Dutch economy to shrink record 5.4 pct in 2009
Declining exports is leading Dutch economy into a deeper recession than expected, with unemployment set to rise to 2.8 percent of the workforce.The Hague – The Dutch economy is expected to contract 5.4 percent this year, the central bank said Thursday – sharper than any recorded decline and nearly five percent more than forecast six months ago.
"The latest estimates... show that gross domestic product will shrink by 5.4 percent in 2009," De Nederlandsche Bank said in a statement, adding that the Dutch economy was undergoing "a deep recession" due to declining exports.
In December, the bank had predicted a contraction of just 0.5 percent for 2009.
Michiel Vergeer, chief economist at Dutch statistics agency CBS, told AFP a decline of 5.4 percent would be the biggest since records began in 1922, the previous record having been a drop of 3.6 percent in 1931.
The central bank also predicted unemployment would climb from 2.8 percent of the workforce to between eight and nine percent in 2011 – about 850,000 individuals.
"Already in 2009, some 160,000 jobs will be lost," said the statement.
"The rise in unemployment puts pressure on disposable income and makes consumers more circumspect in their spending, causing consumption to decline in 2009 and 2010."
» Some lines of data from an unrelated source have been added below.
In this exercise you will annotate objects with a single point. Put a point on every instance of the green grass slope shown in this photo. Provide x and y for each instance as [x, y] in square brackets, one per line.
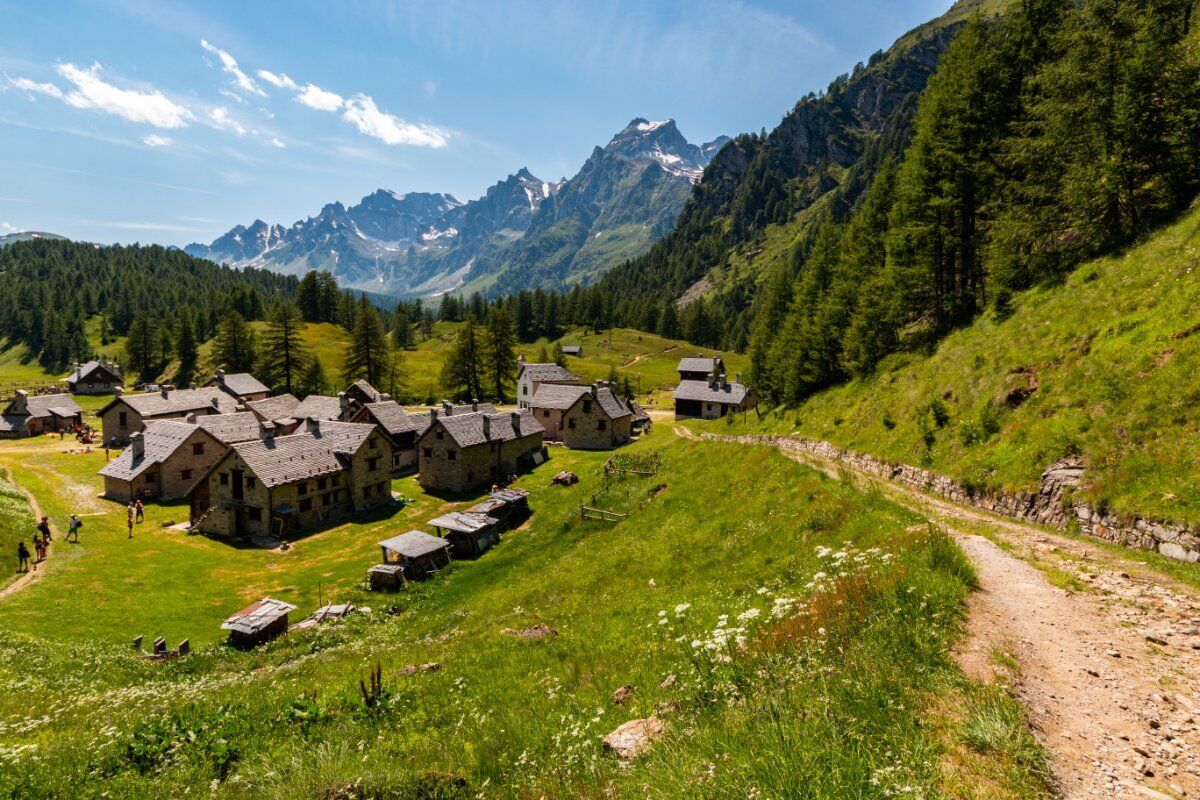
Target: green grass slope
[855, 697]
[1113, 360]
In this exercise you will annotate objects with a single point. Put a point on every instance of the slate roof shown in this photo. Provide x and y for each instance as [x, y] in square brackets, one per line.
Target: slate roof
[178, 401]
[318, 407]
[228, 428]
[701, 364]
[83, 371]
[414, 543]
[257, 615]
[274, 408]
[557, 396]
[160, 439]
[286, 459]
[707, 392]
[543, 372]
[240, 384]
[393, 419]
[467, 429]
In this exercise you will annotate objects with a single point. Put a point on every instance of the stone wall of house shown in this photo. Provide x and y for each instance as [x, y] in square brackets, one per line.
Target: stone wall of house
[1054, 504]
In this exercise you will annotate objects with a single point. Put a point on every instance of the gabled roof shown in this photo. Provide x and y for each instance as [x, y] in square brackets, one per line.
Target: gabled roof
[257, 615]
[178, 401]
[160, 439]
[393, 419]
[286, 459]
[239, 383]
[541, 372]
[85, 370]
[701, 364]
[414, 543]
[228, 428]
[274, 408]
[471, 429]
[318, 407]
[703, 391]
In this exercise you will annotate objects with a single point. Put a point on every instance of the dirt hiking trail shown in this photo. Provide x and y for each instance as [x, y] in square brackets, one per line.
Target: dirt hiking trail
[1107, 668]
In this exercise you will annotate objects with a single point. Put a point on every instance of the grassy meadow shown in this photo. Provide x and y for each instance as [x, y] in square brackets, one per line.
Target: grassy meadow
[792, 632]
[1105, 365]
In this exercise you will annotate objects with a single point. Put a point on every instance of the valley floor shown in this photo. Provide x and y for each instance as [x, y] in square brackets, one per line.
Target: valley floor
[1102, 650]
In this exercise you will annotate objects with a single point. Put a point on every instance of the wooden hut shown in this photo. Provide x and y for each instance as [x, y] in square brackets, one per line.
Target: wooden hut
[418, 553]
[259, 621]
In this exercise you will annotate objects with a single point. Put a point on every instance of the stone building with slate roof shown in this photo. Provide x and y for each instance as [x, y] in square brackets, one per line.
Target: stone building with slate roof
[241, 385]
[282, 485]
[532, 376]
[583, 417]
[127, 414]
[465, 451]
[94, 378]
[28, 415]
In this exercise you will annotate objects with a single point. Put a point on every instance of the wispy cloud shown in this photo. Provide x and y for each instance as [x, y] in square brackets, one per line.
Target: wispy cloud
[316, 97]
[48, 89]
[240, 79]
[149, 107]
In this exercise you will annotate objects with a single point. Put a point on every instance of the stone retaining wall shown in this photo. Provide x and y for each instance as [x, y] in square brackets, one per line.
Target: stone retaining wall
[1053, 504]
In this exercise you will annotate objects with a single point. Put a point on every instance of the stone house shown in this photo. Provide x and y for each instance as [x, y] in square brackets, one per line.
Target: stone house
[583, 417]
[532, 376]
[240, 385]
[94, 378]
[33, 415]
[700, 367]
[465, 451]
[712, 398]
[399, 426]
[282, 485]
[127, 414]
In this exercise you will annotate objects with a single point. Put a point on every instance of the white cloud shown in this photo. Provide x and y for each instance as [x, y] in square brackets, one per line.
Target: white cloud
[34, 86]
[149, 107]
[366, 116]
[279, 80]
[221, 119]
[316, 97]
[229, 65]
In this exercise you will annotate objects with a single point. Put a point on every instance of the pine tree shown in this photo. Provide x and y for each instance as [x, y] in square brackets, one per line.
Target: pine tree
[501, 355]
[285, 354]
[234, 348]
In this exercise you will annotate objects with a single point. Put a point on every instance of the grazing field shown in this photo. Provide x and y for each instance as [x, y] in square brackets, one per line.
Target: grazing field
[791, 631]
[1105, 365]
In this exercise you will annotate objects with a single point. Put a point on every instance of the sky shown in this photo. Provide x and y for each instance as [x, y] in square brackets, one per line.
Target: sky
[159, 121]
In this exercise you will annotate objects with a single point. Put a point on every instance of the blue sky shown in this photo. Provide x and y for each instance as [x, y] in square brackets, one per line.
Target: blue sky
[171, 122]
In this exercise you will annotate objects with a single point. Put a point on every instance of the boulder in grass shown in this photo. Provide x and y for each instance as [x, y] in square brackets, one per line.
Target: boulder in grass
[634, 738]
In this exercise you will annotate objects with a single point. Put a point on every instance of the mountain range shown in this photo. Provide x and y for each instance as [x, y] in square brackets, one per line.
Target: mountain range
[522, 233]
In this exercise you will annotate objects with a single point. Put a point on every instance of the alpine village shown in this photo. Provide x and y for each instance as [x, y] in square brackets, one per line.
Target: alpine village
[857, 457]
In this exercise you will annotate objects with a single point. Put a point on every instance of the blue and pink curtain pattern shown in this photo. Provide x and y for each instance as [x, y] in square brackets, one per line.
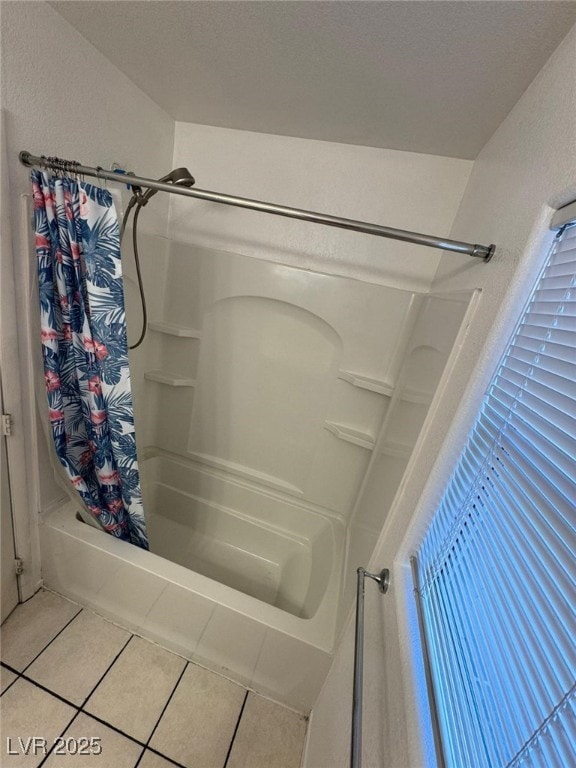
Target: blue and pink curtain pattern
[85, 350]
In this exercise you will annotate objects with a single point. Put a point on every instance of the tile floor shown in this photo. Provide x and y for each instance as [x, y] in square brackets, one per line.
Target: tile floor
[79, 691]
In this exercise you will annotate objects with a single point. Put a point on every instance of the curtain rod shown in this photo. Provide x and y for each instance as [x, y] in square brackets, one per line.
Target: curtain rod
[484, 252]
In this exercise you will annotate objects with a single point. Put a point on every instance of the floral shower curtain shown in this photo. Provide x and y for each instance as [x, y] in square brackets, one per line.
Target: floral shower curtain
[85, 351]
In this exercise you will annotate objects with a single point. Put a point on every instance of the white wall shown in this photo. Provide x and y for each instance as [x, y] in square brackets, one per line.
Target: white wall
[398, 189]
[62, 97]
[527, 167]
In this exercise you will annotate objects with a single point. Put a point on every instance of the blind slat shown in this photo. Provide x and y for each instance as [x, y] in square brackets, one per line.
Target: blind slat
[497, 564]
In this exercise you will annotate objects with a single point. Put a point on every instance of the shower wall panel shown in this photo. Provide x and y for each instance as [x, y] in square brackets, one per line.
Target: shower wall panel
[277, 377]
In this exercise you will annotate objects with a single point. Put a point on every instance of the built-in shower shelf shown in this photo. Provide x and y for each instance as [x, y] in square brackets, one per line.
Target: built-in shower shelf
[379, 386]
[395, 449]
[172, 329]
[418, 396]
[170, 379]
[350, 435]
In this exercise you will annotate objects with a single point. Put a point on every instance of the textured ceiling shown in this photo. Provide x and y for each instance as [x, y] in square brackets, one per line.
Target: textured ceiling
[435, 77]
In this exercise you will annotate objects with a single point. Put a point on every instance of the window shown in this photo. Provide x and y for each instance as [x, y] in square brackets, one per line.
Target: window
[497, 565]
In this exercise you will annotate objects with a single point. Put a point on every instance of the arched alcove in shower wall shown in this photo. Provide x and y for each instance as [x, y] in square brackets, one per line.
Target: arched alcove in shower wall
[264, 385]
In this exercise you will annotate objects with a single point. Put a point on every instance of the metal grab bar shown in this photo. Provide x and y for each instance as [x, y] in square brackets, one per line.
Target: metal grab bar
[383, 580]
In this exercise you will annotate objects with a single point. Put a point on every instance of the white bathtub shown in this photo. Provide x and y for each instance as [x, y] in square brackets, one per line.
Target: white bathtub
[251, 596]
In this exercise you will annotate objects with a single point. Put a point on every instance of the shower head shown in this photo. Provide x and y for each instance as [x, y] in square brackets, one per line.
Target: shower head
[179, 176]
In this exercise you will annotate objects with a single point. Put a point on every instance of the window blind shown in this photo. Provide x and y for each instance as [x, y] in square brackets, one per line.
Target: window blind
[497, 564]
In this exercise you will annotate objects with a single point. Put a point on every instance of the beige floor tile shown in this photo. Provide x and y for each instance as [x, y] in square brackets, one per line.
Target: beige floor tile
[134, 692]
[198, 725]
[269, 736]
[6, 678]
[90, 744]
[85, 649]
[28, 711]
[32, 625]
[152, 760]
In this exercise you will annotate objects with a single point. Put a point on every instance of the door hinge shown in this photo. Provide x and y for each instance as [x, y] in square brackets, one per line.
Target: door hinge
[6, 424]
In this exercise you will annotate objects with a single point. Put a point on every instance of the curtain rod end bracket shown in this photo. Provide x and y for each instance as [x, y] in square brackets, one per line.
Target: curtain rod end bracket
[382, 578]
[484, 252]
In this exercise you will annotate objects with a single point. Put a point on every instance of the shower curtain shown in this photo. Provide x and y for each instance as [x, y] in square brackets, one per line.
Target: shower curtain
[85, 351]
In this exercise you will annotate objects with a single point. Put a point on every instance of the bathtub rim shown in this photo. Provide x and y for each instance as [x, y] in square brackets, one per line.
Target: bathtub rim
[318, 631]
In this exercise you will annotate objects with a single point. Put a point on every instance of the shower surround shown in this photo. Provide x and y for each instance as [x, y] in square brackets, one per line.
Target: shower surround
[276, 411]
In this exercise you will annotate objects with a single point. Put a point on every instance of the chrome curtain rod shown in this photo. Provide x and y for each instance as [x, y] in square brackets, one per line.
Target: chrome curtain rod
[484, 252]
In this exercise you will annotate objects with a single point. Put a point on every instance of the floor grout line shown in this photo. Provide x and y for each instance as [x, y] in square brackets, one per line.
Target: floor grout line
[54, 638]
[235, 730]
[165, 707]
[59, 736]
[114, 660]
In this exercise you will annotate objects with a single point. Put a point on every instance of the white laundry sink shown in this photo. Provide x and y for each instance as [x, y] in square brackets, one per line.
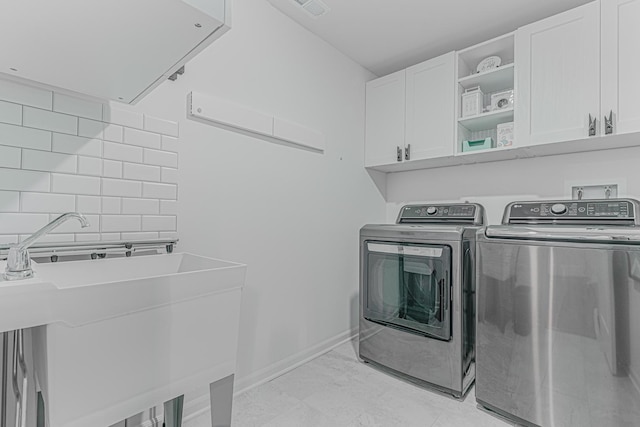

Exports, a mainstay of the Dutch economy, were expected to drop 12.7 percent in 2009, while the budget deficit would rise to about seven or eight percent, said the central bank.
In March, the Bureau for Economic Policy Analysis which advises the government, said it expected the economy to contract 3.5 percent this year.
A 4.5 percent decline was reported in the first quarter.
Before the global economic crisis reached its peak, the government itself had projected a 1.25 percent economic growth figure for 2009.
It had also planned for a 1.2 percent budget surplus for 2008 and 0.8 percent for 2010.
The Dutch economy entered recession in the fourth quarter of 2008.